Nonlinear optical approach to matrix-element spectroscopy of the 5s 2S1/2 → 5p 2Pj → 5d 2Dj′ transitions in 87Rb

Abstract

We present in this paper results of a nonlinear optical spectroscopy approach to measurement of excited-state transition matrix elements. Recent advances in the quality of excited-state transition matrix elements have permitted renormalization of earlier measurements of transition amplitudes associated with the 5s 2S1/2 → 5p 2Pj → 5d 2D3/2 two-photon transitions in atomic 87Rb. Previous measurements were made to high precision, but further improvement of the accuracy was limited by uncertainties in data describing the influence of energetically distant transitions. Availability of more reliable matrix elements, including relativistic all-order calculations of transition matrix elements in alkali atoms, has since significantly improved the situation.

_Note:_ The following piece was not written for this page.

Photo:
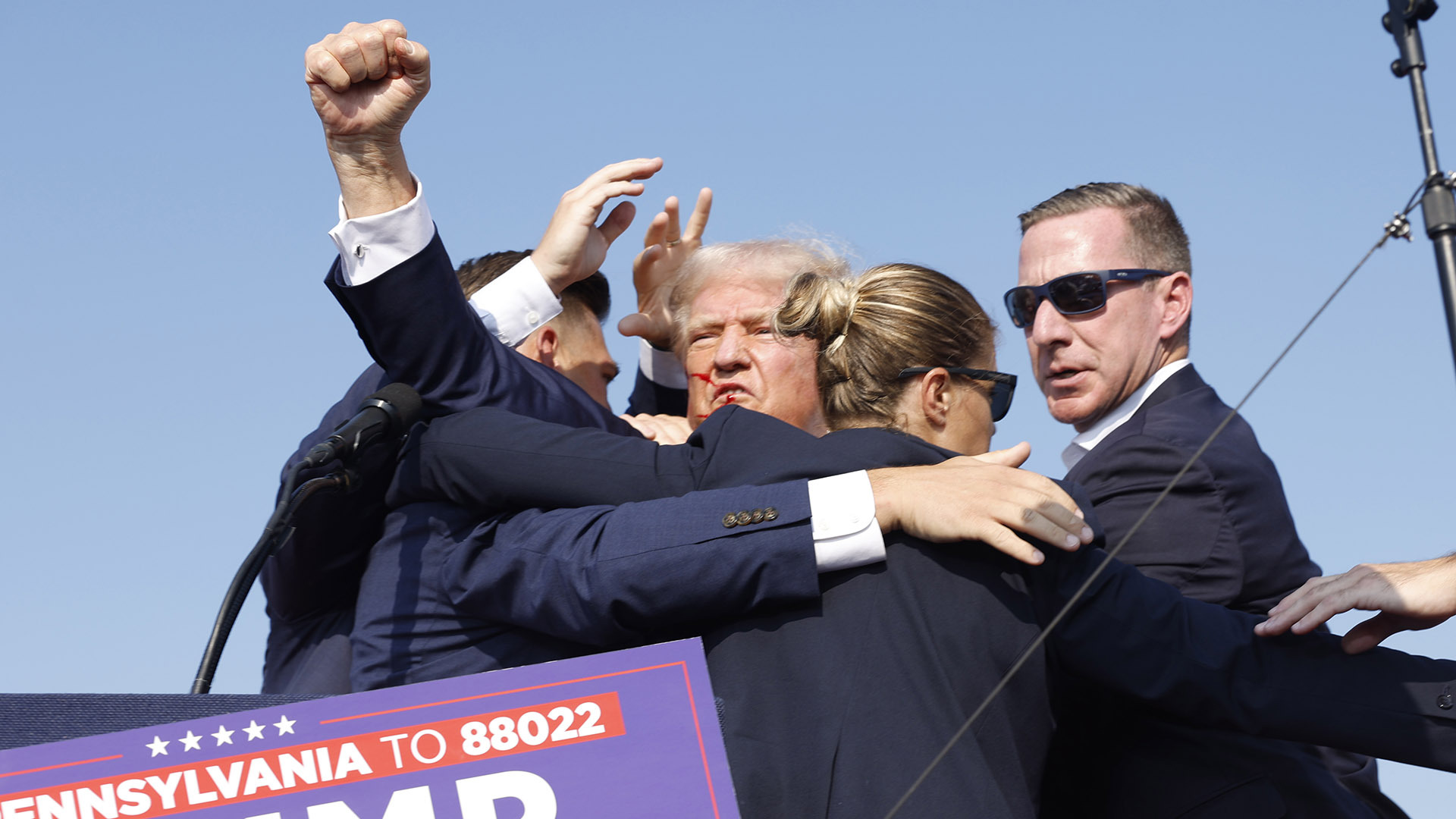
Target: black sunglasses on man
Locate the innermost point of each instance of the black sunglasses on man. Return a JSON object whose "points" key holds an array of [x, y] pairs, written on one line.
{"points": [[1072, 295]]}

In the present paper, we show that theoretical relative transition amplitudes for the excited state 5p 2Pj → 5d 2D3/2 doublet (ratio = 1.098(9)) are now in excellent agreement with experiment (ratio = 1.090(6)). This result, combined with our recent work on caesium, shows that it is possible to determine relative line strengths, for transitions connecting atomic excited states, with precision previously found only in state-of-the-art measurements of alkali resonance doublets. Detailed discussion of the experimental technique and supporting data, including polarization measurements on the 5s 2S1/2 → 5p 2Pj → 5d 2D5/2 transitions, is also presented.